Source: Ryan Thibodaux’s Baseball Hall of Fame Vote Tracker

For the past several years, I’ve used these public-private differentials to project the final results of the Hall balloting. For every returning player, I calculate an “adjustment factor” based on whether he has historically over- or underperformed his “polls.”33 Then I add or subtract the adjustment factor to or from the player’s public vote share in Thibodaux’s tracker to get the player’s estimated vote share among private voters. Then, I simply combine the two vote shares proportionally (based on what percentage of the estimated total vote has been made public thus far) to arrive at the player’s final projection. (There’s a different adjustment for first-time candidates — more on that later.)

Below are this year’s projections as of Jan. 16, with 182 ballots revealed out of an estimated 412 expected to be cast. (Dozens more are likely to be made public before the announcement, so for real-time updates to the forecast, follow me on Twitter.)

Rivera, Halladay and Martinez will likely make the Hall

Forecasted results for the 2019 Baseball Hall of Fame election, combining 182 already public ballots and an estimated 230 remaining ballots whose projected vote shares reflect the historical voting bias of private ballots

Players likely to make the Hall % of Public Ballots Adjustment Factor* Estimated % of Private Ballots Projected Final Vote
Mariano Rivera 100.0% 0.0 100.0% 100.0%
Roy Halladay 94.0 -2.4 91.6 92.6
Edgar Martinez 90.7 -16.7 73.9 81.3
Players projected to fall short
Mike Mussina 81.9% -16.0 65.9% 73.0%
Roger Clemens 73.6 -17.8 55.8 63.7
Curt Schilling 74.2 -20.0 54.2 63.0
Larry Walker 67.0 -8.6 58.4 62.2
Barry Bonds 73.1 -20.4 52.7 61.7
Omar Vizquel 36.8 +8.1 44.9 41.3
Fred McGriff 36.3 +8.6 44.9 41.1
Manny Ramirez 26.9 -1.1 25.9 26.3
Todd Helton 19.2 +6.0 25.3 22.6
Scott Rolen 20.9 -3.7 17.1 18.8
Jeff Kent 15.4 +2.1 17.5 16.6
Billy Wagner 15.9 +0.7 16.7 16.3
Gary Sheffield 13.2 +1.3 14.5 13.9
Andruw Jones 8.2 +5.0 13.3 11.0
Sammy Sosa 13.2 -5.3 7.9 10.2
Andy Pettitte 6.6 +2.0 8.6 7.7
Players projected to be eliminated from future ballots
Michael Young 1.6% +0.1 1.7% 1.7%
Lance Berkman 1.1 +0.3 1.4 1.3
Roy Oswalt 1.1 +0.2 1.3 1.2
Miguel Tejada 1.1 0.0 1.1 1.1

Excludes candidates who have received zero votes on public ballots.

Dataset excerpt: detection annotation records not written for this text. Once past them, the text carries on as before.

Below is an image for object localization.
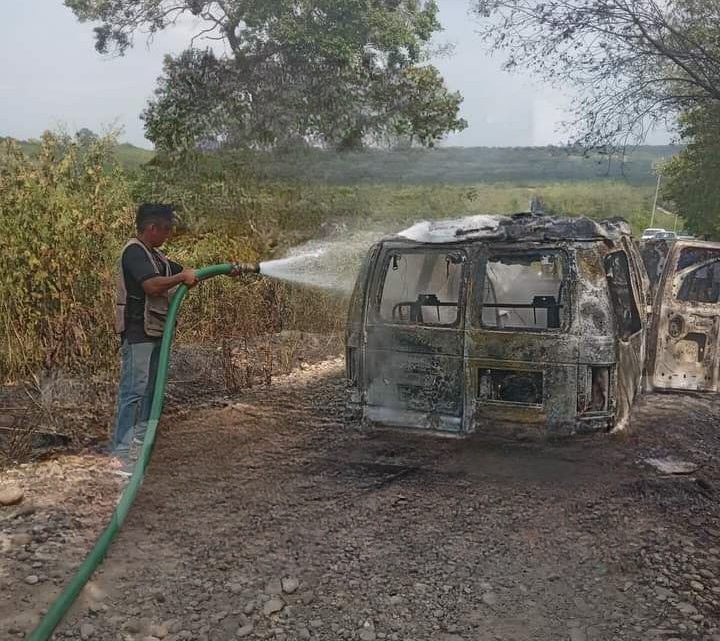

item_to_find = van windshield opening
[380,251,465,325]
[481,251,569,330]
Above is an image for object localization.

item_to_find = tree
[475,0,720,148]
[662,105,720,238]
[65,0,466,150]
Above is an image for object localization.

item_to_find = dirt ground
[0,359,720,641]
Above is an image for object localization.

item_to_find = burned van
[647,240,720,392]
[346,214,650,435]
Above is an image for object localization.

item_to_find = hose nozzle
[232,263,260,275]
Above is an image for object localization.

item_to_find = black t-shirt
[122,245,183,344]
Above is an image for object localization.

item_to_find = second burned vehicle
[346,214,651,435]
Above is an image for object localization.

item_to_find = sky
[0,0,666,147]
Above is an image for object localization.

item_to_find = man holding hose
[110,203,198,476]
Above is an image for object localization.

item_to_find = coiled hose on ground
[26,263,258,641]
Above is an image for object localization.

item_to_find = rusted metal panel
[648,241,720,392]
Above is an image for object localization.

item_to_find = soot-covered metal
[643,240,720,392]
[346,214,651,435]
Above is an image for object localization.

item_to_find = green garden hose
[27,263,250,641]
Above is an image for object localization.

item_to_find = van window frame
[368,244,470,330]
[472,245,573,336]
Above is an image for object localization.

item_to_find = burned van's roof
[386,213,632,243]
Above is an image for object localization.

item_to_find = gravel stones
[0,485,25,506]
[281,577,300,594]
[263,597,285,616]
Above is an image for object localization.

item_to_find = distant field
[1,136,678,186]
[253,146,679,185]
[0,137,155,170]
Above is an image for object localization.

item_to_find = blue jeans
[110,340,160,460]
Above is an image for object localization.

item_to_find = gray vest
[115,238,176,338]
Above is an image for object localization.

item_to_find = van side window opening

*The adjustment factor is derived from historical differences between public and private ballots.

Source: Ryan Thibodaux’s Baseball Hall of Fame Vote Tracker

I’m projecting that three players will surpass the 75 percent threshold required for election. Let’s start with the player who has waited the longest to get here: Seattle Mariners hitting machine Edgar Martinez, who is eligible for election for the 10th and final time.34 Martinez is currently pulling 90.7 percent of the public vote, but — perhaps because of anti-designated-hitter bias — he is one of the candidates who always see precipitous drops from the exit polls to final results. Still, I’m expecting him to win 73.9 percent of the votes that have yet to be revealed, giving him an overall total of 81.3 percent.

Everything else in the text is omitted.